## Exercises

1. Using the bcscr::m111survey data frame, write the ggplot2 code necessary to produce the graph in the figure below. (The points are all blue.)

Hint: For the points, map the aesthetic property shape ot the variable sex. On the other hand, color is a fixed property.

2. Using the mosaicData::Utilities data frame, write the ggplot2 code necessary to produce the graph in the figure below.

Hint: The month variable in Utilities is given numerically: 0 for January, 1 for February, and so on. You’ll need to use plyr::mapvalues() to map the numbers from 1 to 12 to the abbreviated month names. (See section 8.4 for a review of this.) The special R-vector month.abb will render the re-mapping task easy:

month.abb
##  [1] "Jan" "Feb" "Mar" "Apr" "May" "Jun" "Jul" "Aug" "Sep" "Oct" "Nov" "Dec"

In fact, you can create your new variable with abbreviated monnths with this code:

 monthAbbr <- with(Utilities,
plyr::mapvalues(month, from = 1:12,
to = month.abb))

You also need to make sure that the months come in the right order along the x-axis of the graph. To do this consider resetting the levels of your new monthAbbr variable. One way to accomplish this is to convert monthAbbr back to a factor with levels in the order you want, as done in Section 8.4, like this:

monthAbbr <- factor(monthAbbr, levels = month.abb)

Then you can put your new variable into the data frame, naming it anything you like:

Utilities\$monthName <- monthAbbr
3. The next few exercises pertain to the data frame CPS85 from the package mosaicData. Learn about it with help(CPS85). We will use the ggplot2 graphing package to explore whether men were being paid more than women in 1985.

Make a density plot of the wages of the people in the study. As with all plots you make, it should have well-labelled axes (with units if possible).

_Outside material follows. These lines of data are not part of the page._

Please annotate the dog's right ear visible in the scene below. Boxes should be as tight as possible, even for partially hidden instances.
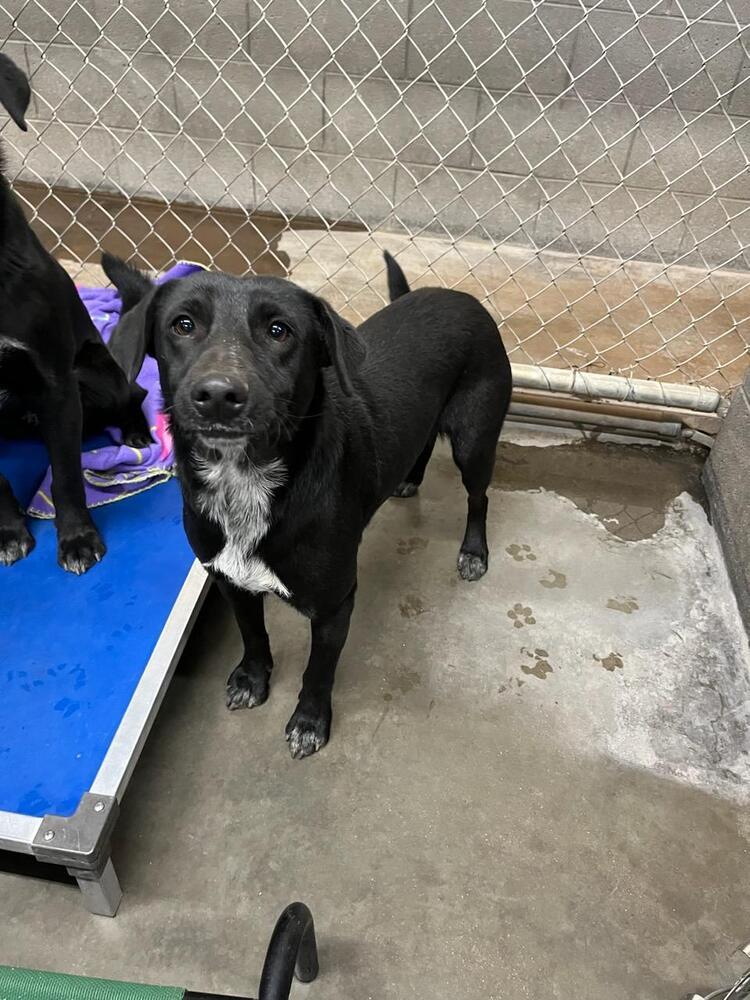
[102,253,160,382]
[0,52,31,132]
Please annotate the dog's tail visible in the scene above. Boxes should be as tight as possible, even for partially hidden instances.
[383,250,411,302]
[0,53,31,132]
[102,250,153,314]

For a density plot you should label the horizontal axis, but you can let ggplo2 provide the label for the “density” axis. As always, provide a descriptive title. Also provide a “rug” of individual values along the horizontal axis.

4. Look at the plot you made in the previous exercise: you will notice that one person made a wage that was much higher than all the rest. In data analysis, when a value is much higher or lower than the rest of the values we call it an outlier.

Write the code needed to find the age, sex and sector of employment of the person who made this extraoridinarily high wage. Report the age, sex and sector of this person.

Create a new data frame called cpsSmall that is the same as CPS85 except that it excludes the row corresponding to the outlier-individual.

5. In order to explore the relationship between wage and sex in the CPS study, make violin plots for the wages of men and women. (In this exercise and in subsequent exercises, use the cpsSmall data frame so as to exclude the outlier.) Based on the plot, who tends to earn higher wages: men or women?

6. (*) Someone might argue that men don’t earn higher wages because of sex-discrimination in the workplace, but rather because of some other factor. For example, it could be that in 1985 women chose to work in low-wage sectors of the economy, whereas men tended to work in higher-wage sectors. Of course for this explanation to be viable, some sectors of the economy have to pay more on average than other sectors do. In order to verify whether this is the case, make a box plot of wage vs. sector of employment. Use the plot to name a couple of high-wage sectors and a couple of low-wage sectors.

7. (*) From the previous exercise you now know that some sectors of the economy pay more than other sectors. Hence in order to investigate properly whether there was wage-discrimination in the workforce based on sex, we would have to compare the wages of men and women who work in the same sector. To this end it would be nice to have eight separate box plots, one for each sector. Each plot would compare the wages of men and women in that sector. Use facet_wrap() to construct a graph that displays all eight plots at once.